“Aku akan
kuliah ke luar negeri.”
Cakka
menoleh ke arah laki-laki yang berdiri di sampingnya. Matanya terbelalak
meminta penjelasan. Kerutan pada dahinya seketika hilang. Mulutnya terkunci
rapat, seakan tak bisa bicara. Suasana hening menguasai taman dimana mereka
berada. Kalimat sependek itu ternyata bisa membuatnya bingung harus berbuat
apa.
Elang,
laki-laki itu, juga terdiam sejenak menatap reaksi adiknya. Tangannya yang
tadinya terulur untuk menyentuh pundaknya terhenti karena tangan sang adik
menahannya, kemudian mengembalikannya ke tempat semula.
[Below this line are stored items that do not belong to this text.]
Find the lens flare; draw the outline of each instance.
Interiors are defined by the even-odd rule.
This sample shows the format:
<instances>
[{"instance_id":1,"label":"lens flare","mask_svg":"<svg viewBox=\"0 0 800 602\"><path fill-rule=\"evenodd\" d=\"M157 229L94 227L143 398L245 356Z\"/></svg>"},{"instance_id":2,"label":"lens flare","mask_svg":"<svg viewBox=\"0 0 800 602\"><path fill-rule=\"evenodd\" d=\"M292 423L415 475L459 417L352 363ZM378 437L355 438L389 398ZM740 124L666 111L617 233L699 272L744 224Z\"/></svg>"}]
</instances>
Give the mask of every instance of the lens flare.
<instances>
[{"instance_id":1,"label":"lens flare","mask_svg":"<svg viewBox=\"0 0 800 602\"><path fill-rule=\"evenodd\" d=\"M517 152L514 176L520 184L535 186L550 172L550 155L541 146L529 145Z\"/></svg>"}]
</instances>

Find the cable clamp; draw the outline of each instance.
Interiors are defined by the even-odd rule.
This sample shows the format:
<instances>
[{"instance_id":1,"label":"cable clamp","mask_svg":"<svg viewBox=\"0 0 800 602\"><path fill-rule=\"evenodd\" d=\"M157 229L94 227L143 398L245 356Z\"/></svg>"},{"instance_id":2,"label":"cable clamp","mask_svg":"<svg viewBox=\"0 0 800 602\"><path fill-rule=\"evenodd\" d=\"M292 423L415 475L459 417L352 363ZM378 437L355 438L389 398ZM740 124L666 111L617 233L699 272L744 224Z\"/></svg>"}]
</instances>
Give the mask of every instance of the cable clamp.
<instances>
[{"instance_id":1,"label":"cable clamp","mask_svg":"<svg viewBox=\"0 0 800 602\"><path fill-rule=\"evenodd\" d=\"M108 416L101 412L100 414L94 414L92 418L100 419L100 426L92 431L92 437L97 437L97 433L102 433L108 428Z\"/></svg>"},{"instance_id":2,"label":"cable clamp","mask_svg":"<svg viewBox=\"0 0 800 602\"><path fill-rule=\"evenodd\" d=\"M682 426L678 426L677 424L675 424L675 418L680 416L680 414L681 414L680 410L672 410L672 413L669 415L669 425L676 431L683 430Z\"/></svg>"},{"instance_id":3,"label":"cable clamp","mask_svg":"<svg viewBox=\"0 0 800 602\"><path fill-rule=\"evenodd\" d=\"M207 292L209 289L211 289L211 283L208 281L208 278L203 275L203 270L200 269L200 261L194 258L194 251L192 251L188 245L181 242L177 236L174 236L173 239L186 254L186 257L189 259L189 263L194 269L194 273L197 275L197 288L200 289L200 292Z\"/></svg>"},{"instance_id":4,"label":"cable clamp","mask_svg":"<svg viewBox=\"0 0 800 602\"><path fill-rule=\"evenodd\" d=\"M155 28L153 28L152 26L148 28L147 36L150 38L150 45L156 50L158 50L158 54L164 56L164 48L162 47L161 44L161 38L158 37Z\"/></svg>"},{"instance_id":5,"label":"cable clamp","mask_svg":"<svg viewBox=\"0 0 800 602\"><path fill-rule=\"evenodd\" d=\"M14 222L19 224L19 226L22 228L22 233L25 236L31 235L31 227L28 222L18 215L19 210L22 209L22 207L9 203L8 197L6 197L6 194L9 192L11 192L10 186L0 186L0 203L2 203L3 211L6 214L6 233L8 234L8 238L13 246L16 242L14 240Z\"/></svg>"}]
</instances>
Elang menghela napasnya
melihat itu semua. “Chase Karayne.”
“Kamu tak
perlu menghiburku di saat seperti ini, Ellose Karayne.” katanya. Kemudian, dia
memalingkan wajahnya ke arah lain. Selama ini kakaknya selalu menepuk pundaknya
saat ia sedih. Dan biasanya akan sangat berguna untuk membuatnya tersenyum.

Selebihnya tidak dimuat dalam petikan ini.